El toreo era, lo sigue siendo digan lo que digan, un espectáculo de masas. No existía la diversidad de ocio actual, por lo que cualquier entretenimiento donde el toro era protagonista era un reclamo para los españoles de aquella España en desarrollo. Pasada la feria, el coso califal, entonces conocido como de La Marquesa, o Ciudad Jardín, era marco para las clásicas nocturnas. Novilladas sin picadores donde avezados jóvenes probaban fortuna en el arte de Cúchares buscando fama, dinero y gloria. Eran noches divertidas motivadas por los revolcones sufridos por aquellos aspirantes a torero, que carecían, la mayoría de las veces, de los fundamentos básicos para enfrentarse a una res de casta. Hoy la técnica adquirida en las escuelas taurinas ha hecho que los aspirantes anden con los novillos sin alma y sobrados de oficio. Atrás quedaron aquellas noches de verano, entre chufas y altramuces fríos en las que el sorteo del Vespino ponía punto y final a muchas veladas de los meses estivales.
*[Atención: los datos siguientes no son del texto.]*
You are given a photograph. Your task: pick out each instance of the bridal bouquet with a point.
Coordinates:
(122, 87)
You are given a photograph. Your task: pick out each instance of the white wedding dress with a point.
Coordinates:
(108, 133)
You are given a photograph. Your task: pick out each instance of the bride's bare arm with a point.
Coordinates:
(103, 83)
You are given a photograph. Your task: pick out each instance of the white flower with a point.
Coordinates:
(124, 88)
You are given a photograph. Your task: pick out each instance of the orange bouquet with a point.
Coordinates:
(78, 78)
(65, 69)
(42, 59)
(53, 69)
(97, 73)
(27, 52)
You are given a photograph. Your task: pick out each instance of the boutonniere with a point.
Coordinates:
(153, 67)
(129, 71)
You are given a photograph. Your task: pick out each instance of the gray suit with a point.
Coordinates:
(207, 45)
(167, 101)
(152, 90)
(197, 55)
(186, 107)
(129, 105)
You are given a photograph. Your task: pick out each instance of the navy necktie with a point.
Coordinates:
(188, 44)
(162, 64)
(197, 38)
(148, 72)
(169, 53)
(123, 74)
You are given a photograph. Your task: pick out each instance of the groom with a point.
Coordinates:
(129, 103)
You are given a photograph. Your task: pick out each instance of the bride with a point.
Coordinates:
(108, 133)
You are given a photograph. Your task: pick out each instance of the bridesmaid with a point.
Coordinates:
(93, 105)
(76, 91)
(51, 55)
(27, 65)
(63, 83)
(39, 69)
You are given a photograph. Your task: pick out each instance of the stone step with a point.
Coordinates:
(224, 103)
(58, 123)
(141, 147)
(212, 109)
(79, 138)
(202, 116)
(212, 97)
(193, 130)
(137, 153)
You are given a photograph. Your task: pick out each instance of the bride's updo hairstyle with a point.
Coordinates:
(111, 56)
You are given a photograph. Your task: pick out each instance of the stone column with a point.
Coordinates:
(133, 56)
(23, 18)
Si aquellas novilladas son recordadas con nostalgia, hay algo que se añora aún con más fuerza. Las novilladas para noveles, con menos predicamento, aún continúan, pero hay algo que está próximo a desaparecer si el planeta de los toros no pone remedio, aunque parece que ya es tarde. Otro tipo de espectáculos, como eran los cómicos taurinos, formaban parte de nuestras distracciones infantiles, por lo que todos los años los esperábamos con enorme expectación. Espectáculos taurinos que tenían origen en las mojigangas decimonónicas y que luego, ya en el siglo XX, Llapisera y su botones fueron depurando hasta hacer de ellas un espectáculo que tuvo gran predicamento, y del que, en su denominada parte seria, se forjaron gran cantidad de muchachos que con trabajo y constancia alcanzaron la gloria en el mundo del toro. Este tipo de festejos se convirtió con el tiempo en un clásico de nuestras plazas.
Tras Llapisera y tras la guerra, llegó una figura pintoresca. Era un bombero grandullón y con un poblado bigote, que hizo las delicias de pequeños y mayores. Pablo Celis se inventó, inspirado en los bomberos de guardia de los teatros, aquel personaje, que además supo rodearse de fenomenales profesionales como el genial Arévalo, o Manolín, y qué decir de los famosos enanitos toreros. El espectáculo cómico era una garantía para las empresas. El éxito de taquilla estaba asegurado y hay quien afirma que el Bombero Torero salvó más de una feria que hubiera sido deficitaria sin su presencia.
No solo fue el espectáculo de Pablo Celis. También otros como el Empastre, o los que comandaban el Toronto, o el Chino Torero, también tuvieron fama y aseguraban el éxito en las plazas donde actuaban. Hoy prácticamente han desaparecido. Las empresas declinan de su contratación y apuestan por otros festejos más baratos, pero con menos romanticismo, como pueden ser descafeinados festejos de recortes y ese engendro que llaman el Gran Prix.
Los toreros cómicos y los pequeños solo permanecen en nuestro recuerdo. Pablo Berger en su película Blancanieves los homenajea de forma justa y a la vez magistral. El cineasta ha sabido buscar en los rostros de los toreros bufos, una mirada nostálgica y llena de tristeza, lo mismo que Diego de Velázquez hizo con don Sebastián de Morra. Esperemos que dentro de poco el toreo cómico no sea sólo un recuerdo y que entre todos lo saquemos del ostracismo donde lo políticamente correcto y, una vez más, el sistema que maneja la fiesta lo tienen desterrado.